С начальством своим он виделся в основном в дни выдачи заработной платы да когда привозил в уезд гостинцы в виде копченых кабаньих окороков, битых уток, вяленых снетков и тому подобных даров природы. Был на хорошем счету, хотя и слыл человеком нелюдимым и не совсем нормальным вследствие давней контузии.
Главное – не задевали егеря никакие политические кампании, коллективизации, пятилетки и прочие глупости реконструктивного периода.
Так он и просуществовал благополучно и неприметно до ныне описываемых событий.
Шестаков же, отмеченный за подвиг орденом Красного Знамени в числе более чем пятисот героев подавления мятежа, продолжил избранный путь, приведший его в начале 1936 года в кресло наркома не слишком заметного, но важного оборонного наркомата.
А с Власьевым он продолжал поддерживать отношения.
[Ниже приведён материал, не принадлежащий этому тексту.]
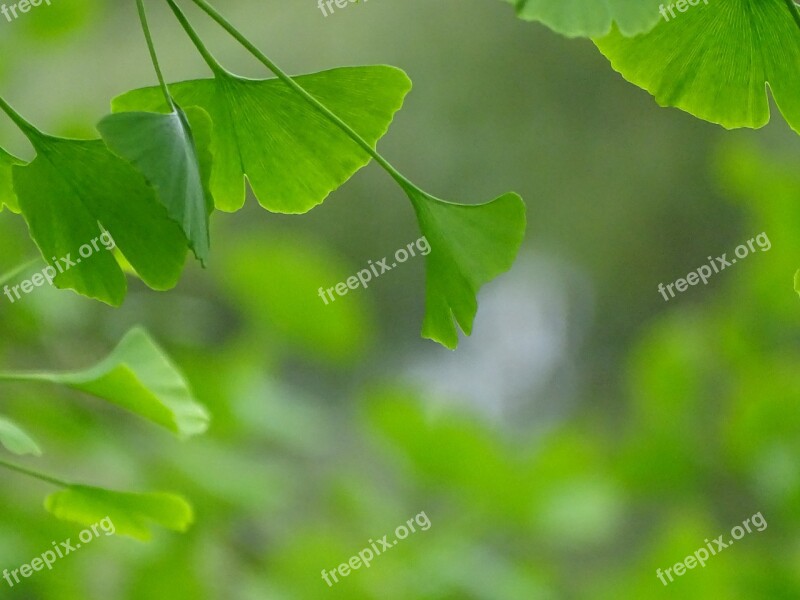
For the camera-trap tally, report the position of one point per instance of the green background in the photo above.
(587, 434)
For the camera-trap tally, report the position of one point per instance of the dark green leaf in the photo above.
(292, 156)
(166, 149)
(73, 187)
(470, 246)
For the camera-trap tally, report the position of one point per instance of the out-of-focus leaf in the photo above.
(470, 246)
(72, 185)
(139, 377)
(132, 514)
(280, 294)
(15, 440)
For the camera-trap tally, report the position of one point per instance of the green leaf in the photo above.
(167, 150)
(7, 195)
(132, 515)
(721, 77)
(139, 377)
(291, 155)
(470, 246)
(590, 18)
(15, 440)
(74, 184)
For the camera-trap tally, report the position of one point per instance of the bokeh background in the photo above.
(587, 434)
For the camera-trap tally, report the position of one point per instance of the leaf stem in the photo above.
(34, 474)
(29, 130)
(153, 57)
(212, 62)
(280, 74)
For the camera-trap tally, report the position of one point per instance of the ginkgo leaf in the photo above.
(139, 377)
(470, 246)
(129, 514)
(70, 187)
(7, 195)
(717, 61)
(293, 157)
(167, 150)
(590, 18)
(16, 440)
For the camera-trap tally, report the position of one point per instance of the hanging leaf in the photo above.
(717, 62)
(130, 514)
(590, 18)
(292, 156)
(470, 246)
(15, 440)
(139, 377)
(74, 184)
(7, 195)
(170, 152)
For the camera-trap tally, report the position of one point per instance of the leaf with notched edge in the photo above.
(292, 156)
(718, 62)
(70, 187)
(470, 246)
(591, 18)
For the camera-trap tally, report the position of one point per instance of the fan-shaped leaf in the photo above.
(74, 184)
(470, 246)
(139, 377)
(590, 18)
(132, 515)
(715, 61)
(292, 156)
(169, 153)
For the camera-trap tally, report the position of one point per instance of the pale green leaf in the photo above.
(718, 61)
(131, 514)
(15, 440)
(590, 18)
(293, 157)
(139, 377)
(470, 246)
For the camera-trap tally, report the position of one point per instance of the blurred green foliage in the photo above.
(682, 418)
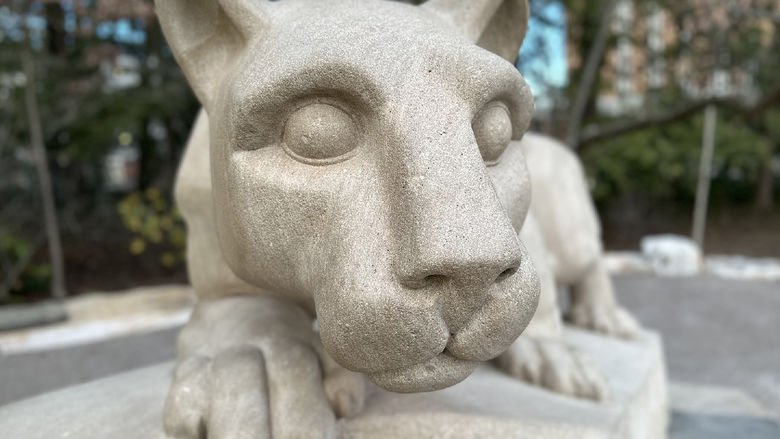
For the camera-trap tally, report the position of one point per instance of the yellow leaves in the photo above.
(153, 222)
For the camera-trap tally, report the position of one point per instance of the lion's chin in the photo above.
(442, 371)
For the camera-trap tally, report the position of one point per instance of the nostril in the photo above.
(425, 282)
(434, 279)
(506, 274)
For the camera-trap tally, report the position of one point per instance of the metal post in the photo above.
(705, 171)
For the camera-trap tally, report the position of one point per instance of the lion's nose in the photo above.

Пусть и нерегулярные, но теплые. И в годы длившейся еще несколько лет флотской службы, и позже Шестаков от случая к случаю выбирался на затерянное в дремучих, доисторических лесах озеро, чтобы вволю поохотиться и порыбачить.
Причем конспирация при поездках соблюдалась железная. Удалось сделать так, что даже предположить о каких-то личных отношениях между высоким московским гостем и диковатым егерем не мог никто. Заблаговременно Шестаков связывался с секретарем Калининского обкома, в условленный день его встречали, везли на казенную дачу под Осташковом, окружали соответствующей рангу заботой, а уже потом любящий уединение и рыбалку с лодки нарком разбивал палатку на берегу огромного безлюдного острова Хачин. Тогда и появлялась возможность удалиться на моторке в лабиринт проток и плесов загадочного озера Селигер, провести день-другой в обществе старого боевого товарища.
Зачем он это делает, Шестакова подчас удивляло. Риск по тем временам был не слишком большой, за минувшие полтора десятилетия политических и кадровых бурь, прочих государственных катаклизмов вряд ли остались люди, способные даже вообразить, что полудикий, похожий на оперного Мельника Лексаныч и блестящий офицер старого флота – одно и то же лицо, но все же, все же…
Главным была ведь не опасность разоблачения Власьева и роль наркома в его судьбе, а сам факт этой связи. Его нравственная составляющая. Выходило, что Шестаков не только скрыл от партии свое пособничество ярому врагу Советской власти, но и продолжал поддерживать с ним отношения даже сейчас. С какой, простите, целью? Не тайны ли военные передавать?